DEBKA-Net-Weekly‘s intelligence sources add that, after borrowing al Qaeda’s raiding tactics, Uday took a leaf out of Yasser Arafat’s suicide terror strategy. They report that while US intelligence officers were taking notes of the large-scale battles Israel conducted in Palestinian towns from April to September 2002 – especially in Nablus and Jenin, Iraqi intelligence agents studied Palestinian combat tactics and sent in their reports to Uday by couriers passing through Jordan or Syria.


The Americans made a study of Israeli combat in the densely populated areas of Arab cities; Uday’s informants focused on the Palestinians’ failure to keep Israeli troops out of their Casbahs and the refugee camps of Nablus and Jenin, despite alleyways no more than a few feet broad and underground tunnels connecting the houses.


Uday’s conclusion was that the Palestinians had booby-trapped only a part of their honeycombed towns and camps, while Israeli intelligence knew precisely which alleys and buildings had been trapped, enough to keep their troops out of harm’s way. To be on the safe side, IDF soldiers initiated the method of passing from house to house by breaking through internal walls instead of exposing themselves to attack on the outside.

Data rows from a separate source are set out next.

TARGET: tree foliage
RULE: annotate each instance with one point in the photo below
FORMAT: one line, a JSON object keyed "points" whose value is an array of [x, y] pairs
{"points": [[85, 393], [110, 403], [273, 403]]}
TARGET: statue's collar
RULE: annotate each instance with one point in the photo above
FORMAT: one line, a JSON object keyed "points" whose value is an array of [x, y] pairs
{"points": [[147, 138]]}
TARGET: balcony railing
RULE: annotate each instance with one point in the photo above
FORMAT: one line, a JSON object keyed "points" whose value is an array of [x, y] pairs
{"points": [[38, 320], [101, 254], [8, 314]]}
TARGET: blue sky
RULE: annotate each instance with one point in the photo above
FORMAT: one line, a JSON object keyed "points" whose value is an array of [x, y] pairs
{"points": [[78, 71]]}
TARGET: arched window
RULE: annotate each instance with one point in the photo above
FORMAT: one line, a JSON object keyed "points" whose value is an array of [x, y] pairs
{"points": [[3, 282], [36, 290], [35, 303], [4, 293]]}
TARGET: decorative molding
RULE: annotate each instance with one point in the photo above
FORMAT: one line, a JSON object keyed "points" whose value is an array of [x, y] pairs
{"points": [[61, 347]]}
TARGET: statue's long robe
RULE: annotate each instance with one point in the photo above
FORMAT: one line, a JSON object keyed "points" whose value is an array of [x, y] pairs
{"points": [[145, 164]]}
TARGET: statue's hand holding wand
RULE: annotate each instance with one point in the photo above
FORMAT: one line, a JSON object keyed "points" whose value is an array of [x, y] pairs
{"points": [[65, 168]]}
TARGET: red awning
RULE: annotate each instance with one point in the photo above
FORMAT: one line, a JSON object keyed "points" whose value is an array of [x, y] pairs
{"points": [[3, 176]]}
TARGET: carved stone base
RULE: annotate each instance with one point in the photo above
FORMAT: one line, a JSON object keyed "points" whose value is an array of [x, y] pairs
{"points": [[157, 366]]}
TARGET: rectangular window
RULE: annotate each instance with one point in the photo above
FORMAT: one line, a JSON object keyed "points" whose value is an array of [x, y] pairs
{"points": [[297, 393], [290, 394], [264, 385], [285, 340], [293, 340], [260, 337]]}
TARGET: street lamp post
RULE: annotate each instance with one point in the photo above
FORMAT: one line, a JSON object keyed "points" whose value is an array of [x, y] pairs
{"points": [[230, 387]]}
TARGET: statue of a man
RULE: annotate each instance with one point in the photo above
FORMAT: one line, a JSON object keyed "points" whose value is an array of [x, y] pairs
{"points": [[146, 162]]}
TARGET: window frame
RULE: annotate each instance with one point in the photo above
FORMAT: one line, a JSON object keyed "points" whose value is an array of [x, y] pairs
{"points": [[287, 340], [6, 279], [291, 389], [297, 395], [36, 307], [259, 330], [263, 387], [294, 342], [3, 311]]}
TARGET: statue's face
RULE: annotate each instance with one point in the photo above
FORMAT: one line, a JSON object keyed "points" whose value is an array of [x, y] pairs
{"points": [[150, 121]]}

Saddam’s son was also informed that the Palestinians had not prepared sufficient suicide bombers to stop the Israelis from seizing their cities. Only in Jenin, in the battle fought on April 7, 2002, did a group of Palestinian and Hizballah suicide fighters blow themselves up and inflict heavy Israeli casualties.


After making a thorough study of these techniques, Uday ordered the 100,000 troops of Saddam’s Fedayeen suicide fighters to set up small suicide units of 3-5 men in every Iraqi city including Baghdad and Tikrit. These men were ordered to greet US forces entering their towns by blowing themselves up in sequence.